Essas e outras notícias acabam por dar razão a um escritor português, António Mota que, nos acasos de uma entrevista, disse uma frase eivada de grande sapiência: “o espanto é como a sombra: segue-nos a vida inteira!”.
E concluam-se estes apontamentos com a evocação da odisseia empreendida pelo samurai Hasekura Tsunenaga que, em 1613, saiu do Japão, acompanhado do franciscano Luis Sotelo para, a mando do dáimio Date Masamune, propor uma aliança comercial com Filipe III (o segundo da nossa dinastia filipina!). Passados sete anos, depois de um périplo, que incluiu algum tempo no Vaticano onde não conseguiu comover o papa para a sua proposta, regressou a casa com uma mão cheia de nada e outra de coisa nenhuma.

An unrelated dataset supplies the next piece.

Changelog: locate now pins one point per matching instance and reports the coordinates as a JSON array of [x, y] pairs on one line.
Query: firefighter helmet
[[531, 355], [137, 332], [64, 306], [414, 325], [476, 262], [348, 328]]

A história, que tanto entusiasma quem a estuda no país vizinho e no Extremo Oriente, relaciona-se com a que aqui serviu de ponto de partida: os endinheirados norte-americanos tentam soluções de futuro enquanto podem porque atardando-se a aplica-las podem ver-se na contingência do referido Masamune que não conseguiu tornar-se shogun e, pelo contrário, teve de oprimir os católicos do seu feudo a mando do seu novo senhor.